You can use multiple Shaper nodes in one pipeline.

Functions

When initializing Shaper, you specify the function you want it to invoke. The supported functions are:

  • rename
    Renames values without changing them. Example: May come in handy if you use PromptNode at the beginning of the pipeline, where its input is the query. Haystack pipelines accept query as the input, while PromptNode needs question.

    - name: shaper
      type: Shaper
      params:
        func: rename
        inputs:
          value: query
        output: [question]
    
  • value_to_list
    Use this function to turn a value into a list. The value is repeated in the list to match the length of the list. For example, if you set the list length to five, the value is repeated in this list five times. Example: If your PromptTemplate has two parameters: question and documents, and you want the question to be processed against each document, use Shaper with the value_to_list function. It creates a list in which the question is repeated as many times as there are documents. PromptNode then processes each item from each list one by one against each other.

    - name:QuestionsShaper 
        type: Shaper
        params:
          func: value_to_list 
          inputs:
            value: query
          outputs:
            - questions
          params:
            target_list: [5]
    
  • join_strings
    Takes a list of strings and changes it into a list that contains a single string. The new list contains all the original strings separated by the specified delimiter.

  • join_documents
    Takes a list of documents and changes it into a list containing a single document. The new list contains all the original documents separated by the specified delimiter. Example: If you have a pipeline with PromptNode and a PromptTemplate with two parameters, for example, question and documents.
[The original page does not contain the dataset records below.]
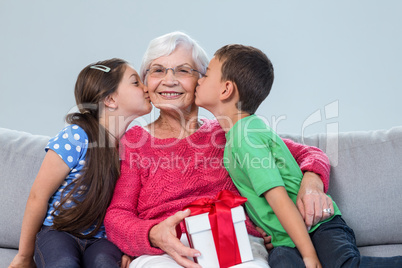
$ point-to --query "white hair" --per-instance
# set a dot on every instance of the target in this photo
(164, 45)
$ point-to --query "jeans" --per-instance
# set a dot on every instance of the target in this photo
(335, 245)
(60, 249)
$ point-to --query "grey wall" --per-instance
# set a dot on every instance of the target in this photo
(338, 63)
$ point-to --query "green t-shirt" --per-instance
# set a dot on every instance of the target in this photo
(258, 160)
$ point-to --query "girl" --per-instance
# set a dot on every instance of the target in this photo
(63, 220)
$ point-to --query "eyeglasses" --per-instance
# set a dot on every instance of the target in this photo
(158, 71)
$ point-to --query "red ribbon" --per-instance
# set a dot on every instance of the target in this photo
(220, 218)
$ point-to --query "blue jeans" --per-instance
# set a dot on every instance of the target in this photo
(335, 245)
(60, 249)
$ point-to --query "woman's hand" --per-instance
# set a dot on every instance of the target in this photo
(267, 239)
(311, 200)
(163, 236)
(22, 262)
(125, 261)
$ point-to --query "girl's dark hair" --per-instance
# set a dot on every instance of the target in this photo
(102, 168)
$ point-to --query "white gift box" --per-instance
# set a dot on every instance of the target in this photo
(201, 238)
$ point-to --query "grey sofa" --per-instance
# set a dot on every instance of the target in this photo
(366, 183)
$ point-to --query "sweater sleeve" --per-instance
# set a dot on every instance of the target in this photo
(123, 226)
(312, 159)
To make sure PromptNode runs the question against all documents, you can merge the documents into one:

    - name: joinDocs
       type: Shaper
       params:
        func: join_documents
        inputs:
         - documents
        outputs:
         - documents
    
  • join_lists
    Joins multiple lists into a single list.

  • strings_to_answers
    Transforms a list of strings into a list of Answers.
    Example: This function may come in handy if PromptNode is the last node in a pipeline. The output of the PromptNode is a string, while deepset Cloud pipelines expect the Answer object. You may then add a Shaper with the strings_to_answers option at the end of the pipeline after PromptNode.
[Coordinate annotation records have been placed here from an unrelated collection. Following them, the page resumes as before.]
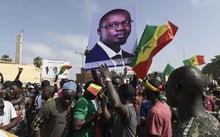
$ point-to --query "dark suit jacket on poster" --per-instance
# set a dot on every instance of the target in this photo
(98, 54)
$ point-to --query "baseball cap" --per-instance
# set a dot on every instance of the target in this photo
(70, 85)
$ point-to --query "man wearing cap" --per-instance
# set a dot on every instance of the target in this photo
(85, 114)
(184, 90)
(159, 117)
(52, 120)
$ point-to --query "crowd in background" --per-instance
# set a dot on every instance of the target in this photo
(122, 107)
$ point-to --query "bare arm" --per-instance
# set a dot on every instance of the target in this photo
(120, 108)
(19, 73)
    - name: OutputAnswerShaper 
        type: Shaper
        params:
          func: strings_to_answers 
          inputs:
            strings: results # the results PromptNode returns
          outputs:
            - answers
    
  • answers_to_strings
    Extracts the content field of Answers and returns a list of strings. Example:

    - name: AnswerShaper 
        type: Shaper
        params:
          func: answers_to_strings
          inputs:
            strings: answers
          outputs:
            - strings
    
  • strings_to_documents
    Changes a list of strings into a list of documents.

  • documents_to_strings
    Extracts the content field of each document you pass to it and puts it in a list of strings. Each item in this list is the content of the content field of one document.

After performing a function, Shaper passes the new or modified values further down the pipeline.